03/04/08 (B441-B) Libération : «Les Somaliens ont l’impression de payer pour la lutte antiterroriste» (Info lectrice)

Questions à Jean-Hervé Bradol. , président de Médecins sans frontières.
Recueilli par CHRISTOPHE AYAD

En Somalie, des combats quasi quotidiens opposent le gouvernement, soutenu par l’armée éthiopienne, à une guérilla d’obédience islamiste. La situation sécuritaire et humanitaire ne cesse de se dégrader. Deux étrangers, un Kényan et un Britannique employés d’une société sous contrat avec l’ONU, ont été enlevés lundi par des hommes armés. Jean-Hervé Bradol, de Médecins sans frontières, revient d’une mission d’évaluation à Mogadiscio.

Un responsable de l’ONU a déclaré récemment que la situation en Somalie était pire qu’au Darfour. Partagez-vous ce constat?

Je ne veux pas faire une hiérarchie dans le malheur. On ne peut pas parler de grands massacres comme il y en a eu au Darfour en 2003-2004. Mais il y a chaque jour, à Mogadiscio, des attaques d’insurgés et, en retour, une répression assez peu discriminée, qui prend la forme de bombardements des quartiers où se cache la rébellion.

Au niveau des infrastructures de santé, la situation est catastrophique.

Par rapport au début de l’année 2007 [lorsque le gouvernement fédéral de transition a pris le contrôle de la capitale avec l’aide de l’armée éthiopienne, chassant les tribunaux islamiques, ndlr], deux tiers des lits d’hôpitaux ont disparu. La seule maternité de la ville a fermé.

Les structures privées, comme les hôpitaux Arafat ou Al-Hayat, ont été pillées et bombardées par les forces gouvernementales et éthiopiennes pendant les combats d’avril 2007.

A l’hôpital Medina, dans le sud de la ville, il y a des problèmes d’acceptation des patients en fonction de leur origine clanique. Enfin, il y a le problème des centaines de milliers de déplacés à cause des combats. Ces gens vivent pour la plupart en plein air, sur la route de Merka. Ils sont totalement sous-assistés : le Programme alimentaire mondial (PAM) et Care distribuent un peu de nourriture, ils ont reçu quelques bâches en plastique, l’eau coûte cher. Il n’y a ni latrines ni vaccination. Chaque distribution donne lieu à des violences, voire à des incidents armés.
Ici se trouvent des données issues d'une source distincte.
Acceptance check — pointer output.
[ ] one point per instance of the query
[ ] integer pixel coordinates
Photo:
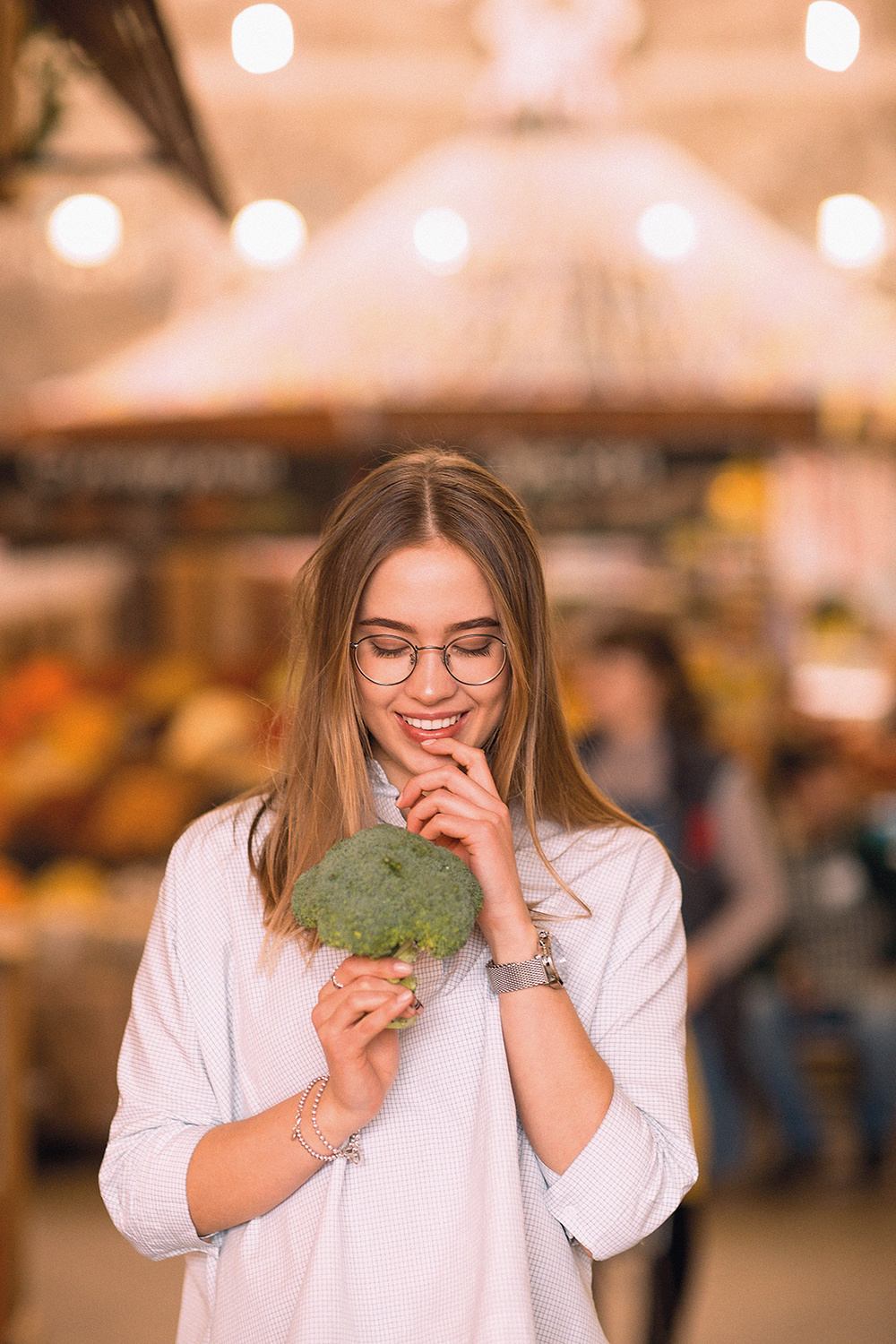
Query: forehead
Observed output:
(427, 585)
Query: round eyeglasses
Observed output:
(389, 660)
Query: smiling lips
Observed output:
(432, 726)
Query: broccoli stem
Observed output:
(408, 952)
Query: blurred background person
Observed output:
(833, 973)
(649, 752)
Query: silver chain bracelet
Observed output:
(349, 1150)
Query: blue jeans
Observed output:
(772, 1032)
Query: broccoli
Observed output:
(387, 892)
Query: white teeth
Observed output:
(432, 725)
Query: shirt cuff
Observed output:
(618, 1188)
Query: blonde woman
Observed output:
(536, 1110)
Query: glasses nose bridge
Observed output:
(430, 648)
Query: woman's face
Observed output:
(429, 594)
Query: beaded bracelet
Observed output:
(349, 1150)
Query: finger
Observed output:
(470, 760)
(354, 1019)
(383, 968)
(452, 781)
Est-on à la veille d’une catastrophe humanitaire du type de celle de 1991-92

Nos enquêtes ont relevé des taux de malnutrition aiguë de 20 % chez les enfants, ce qui signifie que la moitié d’une classe d’âge est touchée par la malnutrition.

Aujourd’hui, il y a un risque sérieux d’épidémie de rougeole chez les enfants dénutris. Les diarrhées infantiles sont fréquentes. Il y a des cas de choléra à Mogadiscio et maintenant en province aussi. Depuis l’incendie du marché central de Bakara, et à cause de la coupure des voies de ravitaillement, les prix de la nourriture ont explosé. Les gens sont sur la corde raide. On est dans une situation pré-1992.

Quelles sont les conditions de sécurité pour les travailleurs humanitaires ?

Nous avons tous de gros problèmes de sécurité. Tous les déplacements sont dangereux. Après l’assassinat de trois employés de Médecins sans frontières [un Somalien, un Kenyan et un Français] à Kismayo, fin janvier, nous avons retiré tout notre personnel expatrié.

Il commence à revenir mais pas à Kismayo, tant qu’on n’aura pas élucidé ce qui s’est passé. Quant à l’aide alimentaire du PAM, elle arrive au port de Mogadiscio mais la distribution est sous-traitée à des groupes locaux, sans vrai contrôle possible.

Peut-on parler d’une situation à l’irakienne pour l’Ethiopie enlisée dans l’occupation de la Somalie ?

Il n’y a pas d’attentat très sanglant visant les civils, comme en Irak ou en Afghanistan. Mais les Somaliens ont vraiment l’impression de faire les frais d’une politique de deux poids deux mesures, au nom de la lutte contre le terrorisme.

L’occupation éthiopienne semble ne poser aucun problème à la communauté internationale, tout comme la fermeture des frontières, ce qui revient à nier aux Somaliens le droit de chercher refuge à l’étranger. Les rapports faisant état d’exactions du gouvernement sont mis au placard.

Même l’envoyé spécial de l’ONU Ould Abdallah trouve que cette situation est un scandale, mais personne ne l’écoute. Quant à la guérilla, même si elle s’abrite derrière la population, qui est la première à souffrir des représailles des milices gouvernementales et de l’armée éthiopienne, elle est de plus en plus populaire car elle met en avant son caractère nationaliste plutôt qu’islamiste.